Ритор сделал движение рукой, чтобы остановить речь Pierr’a.

— Позвольте, — сказал он строго. — Ежели вы тверды, то я должен приступить к испытаниям. В знак щедрости, прошу вас отдать мне все драгоценные вещи.

Pierre не понял.

— То есть что же я отдам?

— То, что на вас есть — часы, деньги, кольца...

Pierre поспешно достал кошелек, часы и долго не мог снять с жирного пальца обручальное кольцо. Когда это было сделано, ритор сказал:

— В знак повиновения, прошу вас раздеться.

Pierre снял фрак, жилет и левый сапог, по указанию ритора. Ритор разорвал рубашку на его левой груди и, нагнувшись, нежной белой рукой поднял его штанину на левой ноге выше колена.
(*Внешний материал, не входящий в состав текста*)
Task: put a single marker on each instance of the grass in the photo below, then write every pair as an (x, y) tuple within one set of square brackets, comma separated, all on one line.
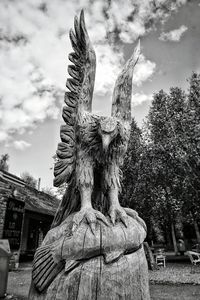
[(176, 273), (177, 281)]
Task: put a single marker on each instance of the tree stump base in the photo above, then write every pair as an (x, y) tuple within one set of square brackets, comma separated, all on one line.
[(111, 264)]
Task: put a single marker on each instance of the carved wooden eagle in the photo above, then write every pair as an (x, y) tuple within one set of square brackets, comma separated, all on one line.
[(92, 147)]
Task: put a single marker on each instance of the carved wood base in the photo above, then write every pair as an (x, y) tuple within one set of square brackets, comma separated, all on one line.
[(94, 278)]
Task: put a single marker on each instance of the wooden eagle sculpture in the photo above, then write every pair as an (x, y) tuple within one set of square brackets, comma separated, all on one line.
[(92, 147)]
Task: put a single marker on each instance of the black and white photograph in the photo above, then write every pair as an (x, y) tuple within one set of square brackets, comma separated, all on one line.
[(99, 149)]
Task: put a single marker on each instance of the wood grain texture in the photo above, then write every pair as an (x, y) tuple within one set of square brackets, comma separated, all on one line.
[(96, 266)]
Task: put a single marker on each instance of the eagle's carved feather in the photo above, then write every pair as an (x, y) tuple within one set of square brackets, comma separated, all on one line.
[(92, 147)]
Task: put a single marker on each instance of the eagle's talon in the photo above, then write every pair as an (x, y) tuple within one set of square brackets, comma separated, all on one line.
[(89, 215), (118, 212)]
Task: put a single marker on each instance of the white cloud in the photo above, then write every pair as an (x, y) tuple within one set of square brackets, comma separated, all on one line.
[(173, 35), (139, 98), (21, 145), (34, 45), (143, 70)]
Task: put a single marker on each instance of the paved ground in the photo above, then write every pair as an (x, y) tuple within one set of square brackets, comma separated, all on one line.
[(19, 282)]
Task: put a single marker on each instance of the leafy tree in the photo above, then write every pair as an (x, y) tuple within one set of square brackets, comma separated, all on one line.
[(29, 179), (4, 162)]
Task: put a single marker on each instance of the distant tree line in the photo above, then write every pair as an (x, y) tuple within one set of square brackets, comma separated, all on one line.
[(162, 166)]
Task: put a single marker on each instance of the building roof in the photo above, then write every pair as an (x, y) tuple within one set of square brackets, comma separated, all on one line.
[(37, 201)]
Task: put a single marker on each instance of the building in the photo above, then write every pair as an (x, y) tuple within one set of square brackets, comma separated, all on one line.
[(26, 214)]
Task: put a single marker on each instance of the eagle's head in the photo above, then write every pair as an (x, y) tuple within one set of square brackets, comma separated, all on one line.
[(108, 130)]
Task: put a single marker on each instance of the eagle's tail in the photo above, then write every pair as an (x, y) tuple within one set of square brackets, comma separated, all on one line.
[(70, 203)]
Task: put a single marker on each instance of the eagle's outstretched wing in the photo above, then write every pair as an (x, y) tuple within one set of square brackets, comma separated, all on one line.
[(121, 101), (77, 99)]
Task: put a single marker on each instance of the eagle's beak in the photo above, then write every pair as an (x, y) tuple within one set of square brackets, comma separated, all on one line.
[(106, 139)]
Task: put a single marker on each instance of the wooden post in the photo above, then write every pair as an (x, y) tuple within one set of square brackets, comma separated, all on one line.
[(174, 239)]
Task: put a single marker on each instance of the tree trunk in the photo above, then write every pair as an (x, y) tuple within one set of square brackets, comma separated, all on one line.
[(174, 239), (196, 227)]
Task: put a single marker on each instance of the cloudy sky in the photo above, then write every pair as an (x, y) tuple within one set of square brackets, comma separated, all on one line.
[(34, 46)]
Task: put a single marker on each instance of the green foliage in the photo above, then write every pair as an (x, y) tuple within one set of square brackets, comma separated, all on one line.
[(162, 166), (4, 162), (29, 179)]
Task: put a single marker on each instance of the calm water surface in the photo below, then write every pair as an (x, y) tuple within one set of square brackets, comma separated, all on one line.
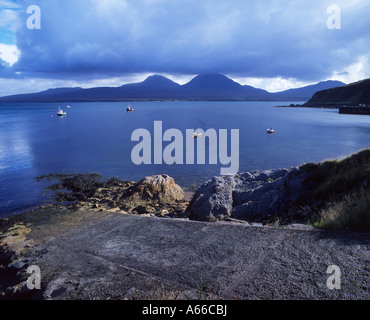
[(96, 137)]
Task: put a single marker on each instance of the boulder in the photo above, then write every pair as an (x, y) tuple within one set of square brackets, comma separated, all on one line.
[(252, 196), (153, 190), (213, 200)]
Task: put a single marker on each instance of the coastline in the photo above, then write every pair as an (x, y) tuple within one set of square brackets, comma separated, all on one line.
[(150, 240)]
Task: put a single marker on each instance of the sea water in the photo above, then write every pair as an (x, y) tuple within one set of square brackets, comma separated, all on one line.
[(96, 138)]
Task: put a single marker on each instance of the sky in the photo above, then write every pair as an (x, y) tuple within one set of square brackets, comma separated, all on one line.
[(271, 44)]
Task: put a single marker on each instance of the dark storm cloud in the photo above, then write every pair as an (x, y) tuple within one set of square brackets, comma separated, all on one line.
[(289, 39)]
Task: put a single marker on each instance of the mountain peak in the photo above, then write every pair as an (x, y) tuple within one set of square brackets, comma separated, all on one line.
[(214, 81)]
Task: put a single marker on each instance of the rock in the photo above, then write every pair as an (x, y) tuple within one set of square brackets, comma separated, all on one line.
[(144, 209), (213, 201), (152, 191), (252, 196)]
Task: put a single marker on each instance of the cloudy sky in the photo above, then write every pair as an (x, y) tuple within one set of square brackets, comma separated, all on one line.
[(270, 44)]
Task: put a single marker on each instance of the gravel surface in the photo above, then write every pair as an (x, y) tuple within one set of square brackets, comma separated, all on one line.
[(102, 255)]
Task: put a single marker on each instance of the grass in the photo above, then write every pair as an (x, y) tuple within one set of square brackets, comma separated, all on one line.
[(352, 213), (345, 185), (337, 177)]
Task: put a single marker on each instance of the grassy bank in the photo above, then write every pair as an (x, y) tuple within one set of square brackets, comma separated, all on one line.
[(344, 185)]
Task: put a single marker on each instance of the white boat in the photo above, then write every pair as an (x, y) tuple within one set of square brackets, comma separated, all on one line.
[(129, 109), (61, 113), (196, 135)]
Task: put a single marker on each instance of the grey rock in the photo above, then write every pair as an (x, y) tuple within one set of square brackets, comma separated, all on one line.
[(252, 196)]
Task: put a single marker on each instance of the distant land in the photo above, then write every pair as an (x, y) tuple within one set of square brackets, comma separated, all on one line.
[(351, 95), (156, 87)]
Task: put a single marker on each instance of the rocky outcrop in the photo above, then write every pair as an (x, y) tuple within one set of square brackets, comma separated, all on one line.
[(258, 196), (157, 195)]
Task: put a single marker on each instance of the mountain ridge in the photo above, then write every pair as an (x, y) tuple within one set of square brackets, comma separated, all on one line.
[(213, 86), (351, 94)]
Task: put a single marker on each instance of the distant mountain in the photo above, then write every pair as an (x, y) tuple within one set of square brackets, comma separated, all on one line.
[(305, 93), (203, 87), (218, 86), (351, 94)]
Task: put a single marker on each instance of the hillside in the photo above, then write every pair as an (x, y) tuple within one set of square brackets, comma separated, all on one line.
[(202, 87), (351, 94)]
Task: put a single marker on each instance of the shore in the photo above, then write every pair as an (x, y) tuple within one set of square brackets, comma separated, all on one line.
[(91, 254), (236, 237)]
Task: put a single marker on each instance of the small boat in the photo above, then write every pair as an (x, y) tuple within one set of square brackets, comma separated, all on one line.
[(196, 135), (129, 109), (61, 113)]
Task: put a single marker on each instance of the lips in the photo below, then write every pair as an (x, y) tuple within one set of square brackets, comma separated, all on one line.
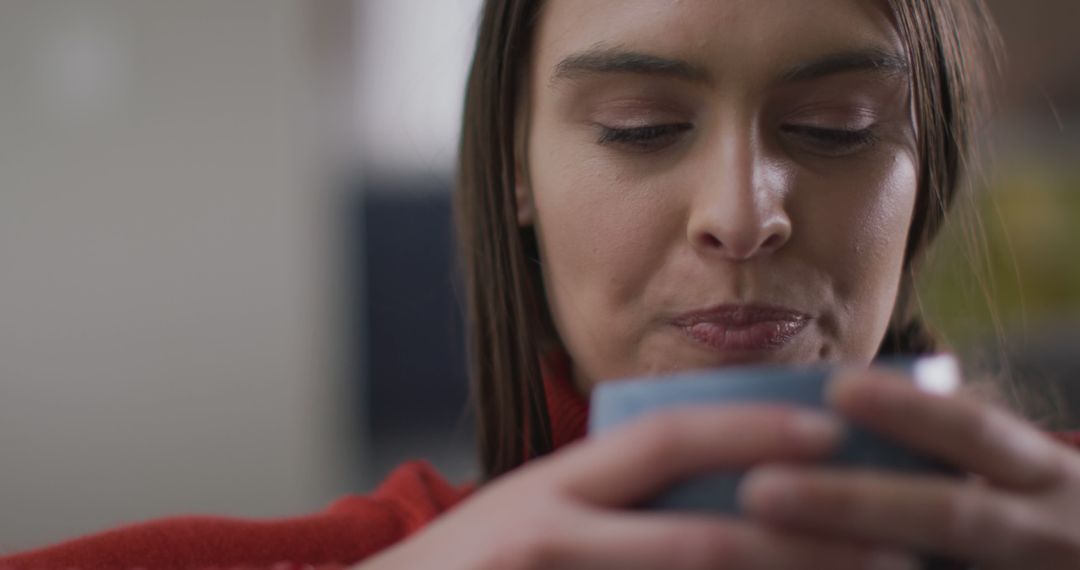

Он поспешно хотел снять и правый сапог и засучить панталоны, чтобы избавить от этого труда незнакомого ему белокурого человека, но ритор сказал ему, что этого не нужно и подал ему туфлю на левую ногу. С детской улыбкой стыдливости, сомнения и насмешки над самим собою на большом, толстом лице, Pierre стоял, опустив руки и расставив ноги, перед ритором, ожидая его новых приказаний. Лицо ритора было так же внимательно, холодно и строго.

— И наконец, в знак чистосердечия, я прошу вас открыть главное ваше пристрастие, — сказал он.

— Мое пристрастие — порок мой? — повторил Pierre. — У меня их было так много, — сказал он. Ему казалось теперь, что пороки его прежде были в нем, а теперь их нет более, — так радостна ему была мысль обновления и исправления.

— То пристрастие, которое более всех других заставляло вас колебаться на пути добродетели, — сказал ритор. Pierre помолчал, отъискивая: «Вино? Объяденье? Женщины? Праздность? Леность?[3104] Горячность? Злоба?»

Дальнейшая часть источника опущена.